Japan sieht sich China, Russland und Nordkorea bedroht
Aktuell sieht sich Japan einer Reihe akuter Bedrohungen ausgesetzt: Nordkoreas Atomwaffen- und Raketenarsenal richtet sich auch gegen Tokio. China beansprucht die von Japan kontrollierten Senkaku-Inseln, macht verdeckte Anspielungen auf die Okinawa-Inselkette und das japanische Militär würde wohl unweigerlich in einen Krieg um Taiwan hineingezogen. Mit Russland wurde nach dem Zweiten Weltkrieg nie formell Frieden geschlossen wegen vier Inseln, welche die Sowjetunion in den letzten Kriegstagen von Japan erobert hatte. Mittlerweile hat der Kreml dort Raketen stationiert.
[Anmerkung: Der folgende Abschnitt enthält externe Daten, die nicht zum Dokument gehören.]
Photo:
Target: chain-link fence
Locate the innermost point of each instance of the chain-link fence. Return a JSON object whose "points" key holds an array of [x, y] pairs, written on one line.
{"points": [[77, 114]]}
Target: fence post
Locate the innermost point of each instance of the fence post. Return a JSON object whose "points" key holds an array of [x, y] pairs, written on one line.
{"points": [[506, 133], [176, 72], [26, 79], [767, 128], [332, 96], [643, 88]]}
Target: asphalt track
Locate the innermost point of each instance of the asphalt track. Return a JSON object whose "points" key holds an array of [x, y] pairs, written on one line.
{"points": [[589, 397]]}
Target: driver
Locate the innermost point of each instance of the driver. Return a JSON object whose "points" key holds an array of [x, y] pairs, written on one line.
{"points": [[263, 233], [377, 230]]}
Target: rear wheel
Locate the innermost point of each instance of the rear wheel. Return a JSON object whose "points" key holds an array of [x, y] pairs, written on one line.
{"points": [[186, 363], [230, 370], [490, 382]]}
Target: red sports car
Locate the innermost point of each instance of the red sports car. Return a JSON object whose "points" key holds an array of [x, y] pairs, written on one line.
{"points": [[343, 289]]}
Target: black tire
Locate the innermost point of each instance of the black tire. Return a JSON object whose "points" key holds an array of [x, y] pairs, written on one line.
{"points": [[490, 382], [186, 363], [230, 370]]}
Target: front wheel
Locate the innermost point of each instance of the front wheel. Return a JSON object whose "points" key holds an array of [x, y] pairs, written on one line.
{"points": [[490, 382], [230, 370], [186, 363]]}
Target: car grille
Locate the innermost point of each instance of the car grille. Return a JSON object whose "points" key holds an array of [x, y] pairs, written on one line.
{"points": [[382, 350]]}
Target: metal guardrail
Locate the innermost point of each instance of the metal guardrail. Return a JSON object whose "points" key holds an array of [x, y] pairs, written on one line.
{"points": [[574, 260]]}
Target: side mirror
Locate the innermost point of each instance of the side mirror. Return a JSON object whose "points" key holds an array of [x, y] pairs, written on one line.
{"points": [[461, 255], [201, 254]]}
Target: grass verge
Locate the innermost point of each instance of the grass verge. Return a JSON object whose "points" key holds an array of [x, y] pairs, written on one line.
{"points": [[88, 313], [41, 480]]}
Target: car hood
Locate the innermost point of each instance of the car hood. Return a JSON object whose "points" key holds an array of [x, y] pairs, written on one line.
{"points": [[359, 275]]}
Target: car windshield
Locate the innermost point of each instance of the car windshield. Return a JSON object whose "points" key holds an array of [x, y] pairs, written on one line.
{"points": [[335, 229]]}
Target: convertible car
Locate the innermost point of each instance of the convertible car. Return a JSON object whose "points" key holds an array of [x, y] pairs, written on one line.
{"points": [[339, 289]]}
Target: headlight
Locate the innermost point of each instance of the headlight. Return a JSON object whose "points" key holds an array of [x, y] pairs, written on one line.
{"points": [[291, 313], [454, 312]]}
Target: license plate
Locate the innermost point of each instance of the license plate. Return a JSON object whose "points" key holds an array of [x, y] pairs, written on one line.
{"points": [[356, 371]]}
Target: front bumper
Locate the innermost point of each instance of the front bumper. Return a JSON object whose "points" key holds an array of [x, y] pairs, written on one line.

Dass die drei Nachbarn Peking, Moskau und Pjongjang militärisch immer enger zusammenarbeiten, lässt in Tokio Alarmglocken schrillen. Japan muss mehr tun muss für seine eigene Verteidigung. Das Wehklagen von Donald Trump, der die Allianz als für USA unvorteilhaft ansah, illustrierte dies nur. Dass die Regierung Kishida die Verteidigungsausgaben bereits stark erhöht hat und das Ziel von zwei Prozent der Wirtschaftsleistung anstrebt, ist eine Versicherung gegen eine mögliche Rückkehr Trumps ins Weisse Haus.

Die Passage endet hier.